Weekend Economist: Jobs jolt

Next week's GDP figures should show the strongest quarterly growth in almost two years but significant headwinds loom.

The Australian National Accounts, to be released on Wednesday March 5, will provide an estimate of economic activity in Q4.

GDP growth is forecast to strengthen to 0.9 per cent per quarter in Q4, up from 0.6 per cent in Q3. That would be the strongest result since 2012 Q1. Annual growth ticks higher to 2.7 per cent from 2.3 per cent. There were mixed messages from various key indicators for late 2013, potentially evidence that growth was particularly lopsided in this quarter.

Labour market conditions were weak, employment stalled in Q4 and hours worked contracted, down 0.3 per cent. Australia's terms of trade was neutral for national income in the quarter, with the index broadly flat on our estimate. By contrast, consumer and business confidence improved in the second half of 2013, buoyed by the Federal election on September 16. Low interest rates, a lower AUD and a lift in household wealth also supported confidence.

Private surveys reported a lift in business conditions from below average levels in Q3, to near average in Q4. This trend was driven largely by the consumer. Accordingly, we anticipate some improvement in household consumption.

Net exports will add 0.8 percentage points to Q4 GDP, on our estimate, led by resource exports as capacity expands. Inventories are expected to make a small contribution, partially reversing a sizeable negative in Q3.

Elsewhere conditions were disappointing: housing construction, down; business cut investment; and we anticipate a decline in public demand. Thus, we expect domestic demand to contract by 0.3 per cent and annual growth to slow to only 0.3 per cent, the weakest since 2009.

We and the RBA expect GDP growth to be below trend in 2014. Housing construction and resource exports will perform well. But we see three significant exogenous headwinds: a downturn in mining investment; sub-par public demand as governments look to improve their budgets; and a negative income shock via a declining terms of trade associated with a slowing of China.
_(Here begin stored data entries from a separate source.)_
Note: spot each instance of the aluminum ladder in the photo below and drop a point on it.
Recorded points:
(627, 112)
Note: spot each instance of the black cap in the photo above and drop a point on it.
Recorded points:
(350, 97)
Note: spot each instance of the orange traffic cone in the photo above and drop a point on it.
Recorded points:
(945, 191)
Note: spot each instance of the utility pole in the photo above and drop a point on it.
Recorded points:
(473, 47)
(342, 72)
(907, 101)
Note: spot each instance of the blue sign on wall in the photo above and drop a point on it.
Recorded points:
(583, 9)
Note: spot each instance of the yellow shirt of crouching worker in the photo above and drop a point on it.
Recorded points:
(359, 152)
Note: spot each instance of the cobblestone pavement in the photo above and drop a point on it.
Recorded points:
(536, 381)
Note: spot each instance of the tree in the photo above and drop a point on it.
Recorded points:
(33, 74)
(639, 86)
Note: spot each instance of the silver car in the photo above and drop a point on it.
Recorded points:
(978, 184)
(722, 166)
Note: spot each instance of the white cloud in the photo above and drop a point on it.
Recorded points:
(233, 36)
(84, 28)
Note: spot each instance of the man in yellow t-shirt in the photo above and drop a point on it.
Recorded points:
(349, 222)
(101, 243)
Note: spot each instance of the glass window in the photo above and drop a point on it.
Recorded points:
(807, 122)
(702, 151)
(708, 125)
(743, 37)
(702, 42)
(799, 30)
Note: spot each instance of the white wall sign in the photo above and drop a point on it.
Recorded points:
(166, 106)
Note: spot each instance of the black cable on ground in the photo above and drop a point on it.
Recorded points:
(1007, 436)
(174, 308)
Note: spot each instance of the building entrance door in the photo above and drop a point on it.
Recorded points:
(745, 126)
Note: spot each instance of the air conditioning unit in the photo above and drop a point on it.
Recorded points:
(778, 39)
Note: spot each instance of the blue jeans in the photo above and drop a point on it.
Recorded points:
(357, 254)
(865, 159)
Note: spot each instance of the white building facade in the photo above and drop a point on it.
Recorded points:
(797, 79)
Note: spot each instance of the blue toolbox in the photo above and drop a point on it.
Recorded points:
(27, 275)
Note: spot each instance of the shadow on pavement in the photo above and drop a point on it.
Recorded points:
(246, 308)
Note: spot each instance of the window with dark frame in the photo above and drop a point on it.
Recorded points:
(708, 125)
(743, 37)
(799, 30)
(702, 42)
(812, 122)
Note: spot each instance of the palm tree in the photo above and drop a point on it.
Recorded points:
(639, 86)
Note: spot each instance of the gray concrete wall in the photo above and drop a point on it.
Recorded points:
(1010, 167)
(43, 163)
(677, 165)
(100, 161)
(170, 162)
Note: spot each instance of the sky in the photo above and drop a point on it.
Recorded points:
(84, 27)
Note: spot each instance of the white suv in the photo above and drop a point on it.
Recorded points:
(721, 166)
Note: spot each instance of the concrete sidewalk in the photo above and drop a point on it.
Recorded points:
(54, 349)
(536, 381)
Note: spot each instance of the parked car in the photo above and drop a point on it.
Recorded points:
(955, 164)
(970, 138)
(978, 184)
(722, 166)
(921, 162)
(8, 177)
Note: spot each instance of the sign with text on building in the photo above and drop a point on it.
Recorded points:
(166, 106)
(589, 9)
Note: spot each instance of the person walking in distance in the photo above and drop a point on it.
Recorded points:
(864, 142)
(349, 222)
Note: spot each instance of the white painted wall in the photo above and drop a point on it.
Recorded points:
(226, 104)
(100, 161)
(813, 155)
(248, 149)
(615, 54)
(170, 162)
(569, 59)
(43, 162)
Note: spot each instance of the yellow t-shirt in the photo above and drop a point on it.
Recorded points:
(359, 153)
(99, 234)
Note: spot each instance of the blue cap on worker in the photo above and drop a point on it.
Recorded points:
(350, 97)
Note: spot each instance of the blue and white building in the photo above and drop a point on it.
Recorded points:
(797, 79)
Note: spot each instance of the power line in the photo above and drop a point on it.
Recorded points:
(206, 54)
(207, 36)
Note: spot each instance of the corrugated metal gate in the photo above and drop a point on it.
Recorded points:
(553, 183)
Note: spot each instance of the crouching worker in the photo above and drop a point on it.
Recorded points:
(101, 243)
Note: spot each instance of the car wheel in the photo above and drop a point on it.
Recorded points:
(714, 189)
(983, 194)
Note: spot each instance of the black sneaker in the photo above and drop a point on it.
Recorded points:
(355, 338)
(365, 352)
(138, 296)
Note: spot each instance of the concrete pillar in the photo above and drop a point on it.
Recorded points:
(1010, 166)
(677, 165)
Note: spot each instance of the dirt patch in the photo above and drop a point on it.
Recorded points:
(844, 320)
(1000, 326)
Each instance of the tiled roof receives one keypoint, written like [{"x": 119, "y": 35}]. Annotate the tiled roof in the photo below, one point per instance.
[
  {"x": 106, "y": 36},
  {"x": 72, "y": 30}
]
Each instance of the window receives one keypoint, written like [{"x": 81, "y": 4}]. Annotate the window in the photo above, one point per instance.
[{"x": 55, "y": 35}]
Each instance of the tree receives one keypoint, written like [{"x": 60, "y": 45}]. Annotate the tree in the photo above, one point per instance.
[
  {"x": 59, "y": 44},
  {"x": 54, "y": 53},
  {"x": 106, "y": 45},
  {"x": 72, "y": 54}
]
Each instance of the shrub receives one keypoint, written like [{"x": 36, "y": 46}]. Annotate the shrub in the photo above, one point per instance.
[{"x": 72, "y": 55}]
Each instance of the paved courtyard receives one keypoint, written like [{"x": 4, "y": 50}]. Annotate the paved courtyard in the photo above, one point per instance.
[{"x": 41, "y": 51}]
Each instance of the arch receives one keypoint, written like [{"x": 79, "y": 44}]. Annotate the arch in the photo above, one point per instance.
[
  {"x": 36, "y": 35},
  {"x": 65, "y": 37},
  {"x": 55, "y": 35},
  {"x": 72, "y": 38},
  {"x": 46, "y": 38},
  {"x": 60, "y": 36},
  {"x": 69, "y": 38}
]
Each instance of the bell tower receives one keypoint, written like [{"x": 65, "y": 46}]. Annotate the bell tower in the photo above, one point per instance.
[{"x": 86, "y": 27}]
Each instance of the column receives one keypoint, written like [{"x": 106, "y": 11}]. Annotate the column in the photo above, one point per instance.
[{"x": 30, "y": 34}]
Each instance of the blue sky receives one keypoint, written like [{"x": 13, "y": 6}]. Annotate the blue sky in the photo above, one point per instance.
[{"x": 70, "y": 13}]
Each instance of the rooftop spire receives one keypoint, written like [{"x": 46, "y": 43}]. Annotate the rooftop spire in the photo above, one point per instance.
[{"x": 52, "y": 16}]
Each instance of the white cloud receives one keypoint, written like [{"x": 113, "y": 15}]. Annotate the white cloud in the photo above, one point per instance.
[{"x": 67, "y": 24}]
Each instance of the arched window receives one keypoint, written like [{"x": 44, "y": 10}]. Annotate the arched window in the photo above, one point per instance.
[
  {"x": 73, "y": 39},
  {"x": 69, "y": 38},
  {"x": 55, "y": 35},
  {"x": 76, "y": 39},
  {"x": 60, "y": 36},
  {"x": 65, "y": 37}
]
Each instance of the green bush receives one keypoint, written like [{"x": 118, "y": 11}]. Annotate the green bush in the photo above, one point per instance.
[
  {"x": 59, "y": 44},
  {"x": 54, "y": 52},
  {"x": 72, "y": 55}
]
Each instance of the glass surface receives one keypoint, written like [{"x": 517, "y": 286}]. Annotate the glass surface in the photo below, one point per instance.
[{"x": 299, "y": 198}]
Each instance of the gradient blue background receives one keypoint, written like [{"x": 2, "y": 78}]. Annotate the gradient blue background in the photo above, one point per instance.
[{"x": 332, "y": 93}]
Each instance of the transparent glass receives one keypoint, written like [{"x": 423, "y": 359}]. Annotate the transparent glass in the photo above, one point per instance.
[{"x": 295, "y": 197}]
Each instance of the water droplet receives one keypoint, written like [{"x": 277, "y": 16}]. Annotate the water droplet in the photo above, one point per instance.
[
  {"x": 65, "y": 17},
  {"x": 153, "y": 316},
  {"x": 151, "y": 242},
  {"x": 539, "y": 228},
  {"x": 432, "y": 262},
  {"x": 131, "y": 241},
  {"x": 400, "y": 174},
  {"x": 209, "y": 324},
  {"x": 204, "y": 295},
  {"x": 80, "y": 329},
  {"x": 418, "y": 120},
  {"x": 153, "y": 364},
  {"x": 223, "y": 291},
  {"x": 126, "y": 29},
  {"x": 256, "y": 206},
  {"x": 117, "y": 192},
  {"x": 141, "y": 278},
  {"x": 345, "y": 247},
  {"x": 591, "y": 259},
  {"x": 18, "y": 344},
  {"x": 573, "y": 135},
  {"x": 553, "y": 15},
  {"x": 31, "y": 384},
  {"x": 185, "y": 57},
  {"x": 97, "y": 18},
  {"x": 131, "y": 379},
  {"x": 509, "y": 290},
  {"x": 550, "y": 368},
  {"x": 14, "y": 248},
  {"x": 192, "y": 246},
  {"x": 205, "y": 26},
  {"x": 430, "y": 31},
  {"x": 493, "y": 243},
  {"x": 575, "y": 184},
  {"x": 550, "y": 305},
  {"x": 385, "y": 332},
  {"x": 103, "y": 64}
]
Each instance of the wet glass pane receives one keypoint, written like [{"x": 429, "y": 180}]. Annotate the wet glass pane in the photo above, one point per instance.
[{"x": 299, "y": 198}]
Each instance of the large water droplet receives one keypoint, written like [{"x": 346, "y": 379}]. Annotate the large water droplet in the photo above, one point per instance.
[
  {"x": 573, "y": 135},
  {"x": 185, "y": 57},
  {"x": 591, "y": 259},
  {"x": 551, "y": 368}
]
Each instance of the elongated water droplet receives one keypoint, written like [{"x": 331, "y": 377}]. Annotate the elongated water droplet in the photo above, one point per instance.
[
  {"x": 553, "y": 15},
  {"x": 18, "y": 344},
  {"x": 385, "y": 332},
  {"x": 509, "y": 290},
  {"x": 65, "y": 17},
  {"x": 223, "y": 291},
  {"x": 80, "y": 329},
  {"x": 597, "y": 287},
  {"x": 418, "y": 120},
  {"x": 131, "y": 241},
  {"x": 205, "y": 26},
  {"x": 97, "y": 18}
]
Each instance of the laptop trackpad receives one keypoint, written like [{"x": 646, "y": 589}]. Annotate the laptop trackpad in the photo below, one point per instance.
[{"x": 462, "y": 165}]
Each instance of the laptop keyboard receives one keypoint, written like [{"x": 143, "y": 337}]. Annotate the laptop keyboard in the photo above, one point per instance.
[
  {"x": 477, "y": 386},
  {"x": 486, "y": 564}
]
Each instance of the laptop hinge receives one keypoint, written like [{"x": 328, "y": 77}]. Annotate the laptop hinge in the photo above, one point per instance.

The balance of these forces, and a still high currency leading to structural change, points to sluggish jobs growth. A negative feedback from the labour market to the household sector will restrain consumer spending and in turn stifle an upturn in non-mining investment.

Sectoral forecasts

Household consumption (0.7 per cent): We expect consumption growth to improve from a sluggish 0.4 per cent per quarter in Q3 to 0.7 per cent per quarter in Q4. Consumers were more positive during the second half of 2013, with the Westpac-MI Consumer Sentiment index averaging 102 in Q2, 106 in Q3 and 108 in Q4, then retreating to 100.3 in February. This spike in confidence appears to have translated into stronger spending. Real retail sales rose 0.8 per cent in Q3 and a further 0.9 per cent in Q4, lifting annual growth to 3.5 per cent. Motor vehicle sales edged higher in the final months of the year after edging lower in Q3. Services spending was soft in Q3, limiting total consumption growth to only 0.4 per cent. Private business surveys suggest that services spending firmed in Q4.

Dwelling investment (–0.4 per cent): The new dwelling construction upswing that emerged in the second half of 2012 stalled in 2013. The Construction survey reports that such work declined by 2.5 per cent in Q4, and that this was largely offset by a 3 per cent rise in renovations.

New business investment (–3.5 per cent): Firms placed investment plans on hold, possibly in part due to policy uncertainty associated with the Federal election. Quarterly partial data report that: equipment spending fell by 8.6 per cent in Q4; infrastructure work declined by 1.6 per cent; and non-residential building fell by 2.8 per cent. We expect the remaining segment, intellectual property products, to inch higher, restrained by a drop in exploration.

Public spending (–0.3 per cent): Public spending has been volatile around a weak trend. We anticipate a soft end to 2013, forecasting a 0.3 per cent decline. That follows a 0.2 per cent contraction in Q2 and would see annual growth at 2.6 per cent, subject to revisions.

Net exports (0.8 percentage points): Export volumes expanded by an estimated 3½ per cent in Q4, with this strong result largely centred on resources (iron ore and coal). Imports contracted further, down an estimated 0.5 per cent following a sharp 3.3 per cent drop in Q3.

Private non-farm inventories (flat, 0.2 percentage point contribution): Stock levels are expected to stabilise following a run-down in Q3. That would see inventories add 0.2ppts to Q4 GDP, partially reversing a 0.4ppt subtraction last quarter.

The Business Indicators survey (Mon), the Balance of Payments (Tue) and Public Demand data (Tue) will provide further clues as to the risks surrounding our forecast for Q3 GDP (published Wed).